Baritone Bondarenko, 24, said he hopes to match the achievements of his idol, bass baritone Bryn Terfel, the Song prize winner in 1989.
"Bryn Terfel has a mixture of everything an opera singer must have - he has a wonderful singing voice, is a wonderful actor and a great musician," he said.
Other finalists in the Song Prize are Leah Crocetto of USA, Maire Flavin of Ireland and Olga Kindler of Switzerland.
On Sunday, Bondarenko and Nafornita will compete against three other finalists - Olesya Petrova, from Russia, England's Meeta Raval and Hye Jung Lee, of South Korea - for the main trophy and £15,000.
Winning the prestigious accolade would be the icing on the wedding cake of 24-year-old Nafornita, who got married only a month ago.
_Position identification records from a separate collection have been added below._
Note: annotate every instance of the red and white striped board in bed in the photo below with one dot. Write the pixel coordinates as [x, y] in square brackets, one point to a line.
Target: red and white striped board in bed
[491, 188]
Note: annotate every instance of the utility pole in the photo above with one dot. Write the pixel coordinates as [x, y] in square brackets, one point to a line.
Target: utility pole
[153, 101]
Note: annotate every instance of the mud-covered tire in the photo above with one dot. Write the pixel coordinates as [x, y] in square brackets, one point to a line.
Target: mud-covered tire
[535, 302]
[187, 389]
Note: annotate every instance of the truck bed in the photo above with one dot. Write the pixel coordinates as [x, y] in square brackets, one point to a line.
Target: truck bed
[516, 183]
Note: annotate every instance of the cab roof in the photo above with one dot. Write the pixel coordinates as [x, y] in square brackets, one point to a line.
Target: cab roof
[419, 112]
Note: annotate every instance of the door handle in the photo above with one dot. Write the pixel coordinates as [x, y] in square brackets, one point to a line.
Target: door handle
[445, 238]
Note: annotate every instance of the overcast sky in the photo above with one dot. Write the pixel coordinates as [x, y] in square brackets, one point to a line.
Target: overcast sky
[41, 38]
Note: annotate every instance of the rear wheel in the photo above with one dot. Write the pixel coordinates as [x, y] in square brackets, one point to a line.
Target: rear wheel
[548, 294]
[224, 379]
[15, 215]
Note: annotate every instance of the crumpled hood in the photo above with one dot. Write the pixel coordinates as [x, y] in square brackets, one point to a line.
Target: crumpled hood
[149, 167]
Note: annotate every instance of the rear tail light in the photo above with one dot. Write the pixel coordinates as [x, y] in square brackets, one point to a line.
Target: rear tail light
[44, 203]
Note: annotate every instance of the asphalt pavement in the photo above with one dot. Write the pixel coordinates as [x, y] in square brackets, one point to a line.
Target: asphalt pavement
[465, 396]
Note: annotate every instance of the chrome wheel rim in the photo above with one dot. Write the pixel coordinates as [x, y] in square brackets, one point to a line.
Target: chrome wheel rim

"It's a big honour just to be in the final," she said.
"I don't have these kinds of experiences - I've met very nice people, sang to great audiences with a great orchestra and conductor.
"I only got married a month ago so I've had two massive events in my life."
A former pop singer, who also enjoys ballet, Nafornita has not looked back after discovering opera when she was 17.
She graduated from the Stefan Neaga Music College in Kishinev in 2006 and continued her training at Romania's National University of Music.
'Wonderful teacher'
She has sung with the Romanian National Opera and the Romanian Athenaeum in Bucharest. Later this year she will sing Norina Don Pasquale at the Bucharest National Opera House.
"I don't know if it's possible to sing both kinds of music," she said
"If you want to do opera, you only do opera," she said, adding that her own musical idol is the competition's patron and judge Dame Kiri Te Kanawa.
Bondarenko, who also plays the saxophone, found his baritone voice at the age of only 13.
He trained at the National Tchaikovsky Academy of Music in Kiev and has been a soloist at the Mariinsky Academy of Young singers since 2007, which his wife Eleonora Vindau also attends.
This year, he is taking part in a new Michael Sturminger project, The Giacomo Variations, alongside actor John Malkovich.
"When I started saxophone lessons at the age of 10 I knew I wanted to be a musician," he said.
"Then I met a wonderful vocal teacher and he taught me to love opera."
Established in 1983 by BBC Cymru Wales, past winners of the competition include Karita Mattila, Dmitri Hvorostovsky, and the 2009 winner Ekaterina Scherbachenko.